The focus of our research is on developing, facilitating and implementing key enabling technologies to enhance the performance and competitiveness of the European mineral resource industry. Our research is focussed on the development of innovative “Real-Time Mining” methods for on-line sensor-based mineral characterization and real-time resource-model updating and extraction optimization (in analogy to the CLRM approach in petroleum engineering). The approach combines sensor-based material characterization, geostatistical resource modelling and data integration to achieve risk-based mine-planning optimization, to create one holistic closed-loop framework.
To be able to better utilize such unconventional mineral resources of the future, smart autonomous mining systems are needed, which integrate local exploration of spatially varying material characteristics in–situ and have the ability to follow and extract the pay zones in the ore body while optimizing the sustainable value of extraction. The main barriers to overcome for the successful economic exploitation are:
- Effective grade control, which will maximize resource potential along the whole value chain
- Minimization of handling of zero-value material introduced by dilution, thus reducing unnecessary expenditure of energy and financial resources
- Management and control of the geological uncertainty due to limited information available, thus optimising resource utilisation.
The key concept of the research promotes the change in paradigm from discontinuous, intermittent process monitoring and control to a continuous closed-loop process-management system.

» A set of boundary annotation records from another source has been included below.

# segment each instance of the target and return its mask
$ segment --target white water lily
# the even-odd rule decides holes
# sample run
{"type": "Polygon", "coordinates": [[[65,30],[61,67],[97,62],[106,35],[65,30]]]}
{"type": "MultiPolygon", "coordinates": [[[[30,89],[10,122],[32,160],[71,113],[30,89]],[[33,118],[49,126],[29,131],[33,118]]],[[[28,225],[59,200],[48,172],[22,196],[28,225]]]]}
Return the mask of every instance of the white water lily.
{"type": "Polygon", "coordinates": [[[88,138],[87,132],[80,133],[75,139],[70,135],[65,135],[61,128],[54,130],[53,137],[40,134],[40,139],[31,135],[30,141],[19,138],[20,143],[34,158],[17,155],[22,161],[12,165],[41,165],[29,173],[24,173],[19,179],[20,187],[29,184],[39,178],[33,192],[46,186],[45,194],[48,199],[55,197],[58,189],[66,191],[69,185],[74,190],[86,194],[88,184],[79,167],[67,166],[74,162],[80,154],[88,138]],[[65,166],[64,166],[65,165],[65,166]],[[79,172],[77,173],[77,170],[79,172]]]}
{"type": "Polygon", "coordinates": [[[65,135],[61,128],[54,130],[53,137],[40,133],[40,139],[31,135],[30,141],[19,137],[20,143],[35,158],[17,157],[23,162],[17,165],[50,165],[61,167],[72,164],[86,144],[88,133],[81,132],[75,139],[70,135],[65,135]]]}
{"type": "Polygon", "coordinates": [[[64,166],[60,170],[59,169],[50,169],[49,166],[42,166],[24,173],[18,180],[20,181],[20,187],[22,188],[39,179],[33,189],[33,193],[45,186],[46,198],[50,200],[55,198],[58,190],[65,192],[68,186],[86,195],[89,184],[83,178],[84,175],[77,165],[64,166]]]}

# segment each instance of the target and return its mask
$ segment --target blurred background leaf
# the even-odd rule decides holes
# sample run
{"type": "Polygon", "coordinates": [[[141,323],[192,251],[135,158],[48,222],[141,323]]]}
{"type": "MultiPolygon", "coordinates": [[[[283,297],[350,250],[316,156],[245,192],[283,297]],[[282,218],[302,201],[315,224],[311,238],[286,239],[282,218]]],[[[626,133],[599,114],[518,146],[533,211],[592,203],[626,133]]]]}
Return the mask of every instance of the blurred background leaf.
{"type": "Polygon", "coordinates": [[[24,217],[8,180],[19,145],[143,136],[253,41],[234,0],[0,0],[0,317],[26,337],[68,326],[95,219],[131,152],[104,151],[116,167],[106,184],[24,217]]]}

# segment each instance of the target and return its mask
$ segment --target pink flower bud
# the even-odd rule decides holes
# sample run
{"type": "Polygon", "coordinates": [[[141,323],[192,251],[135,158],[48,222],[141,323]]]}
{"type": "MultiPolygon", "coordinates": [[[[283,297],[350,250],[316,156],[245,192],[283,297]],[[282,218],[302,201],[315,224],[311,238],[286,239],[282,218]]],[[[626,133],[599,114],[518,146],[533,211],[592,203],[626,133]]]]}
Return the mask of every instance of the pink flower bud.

The development of such an integrated framework in the context of mineral resource management is novel and involves significant scientific challenges, since it has to integrate the following distinct scientific disciplines into one coherent process optimisation framework:
- Underground equipment positioning
- Sensor-based material characterization
- Sensor-based machine control monitoring
- Methods of spatial grade prediction using geostatistical approaches and rapid updating
- Optimization of short-term planning.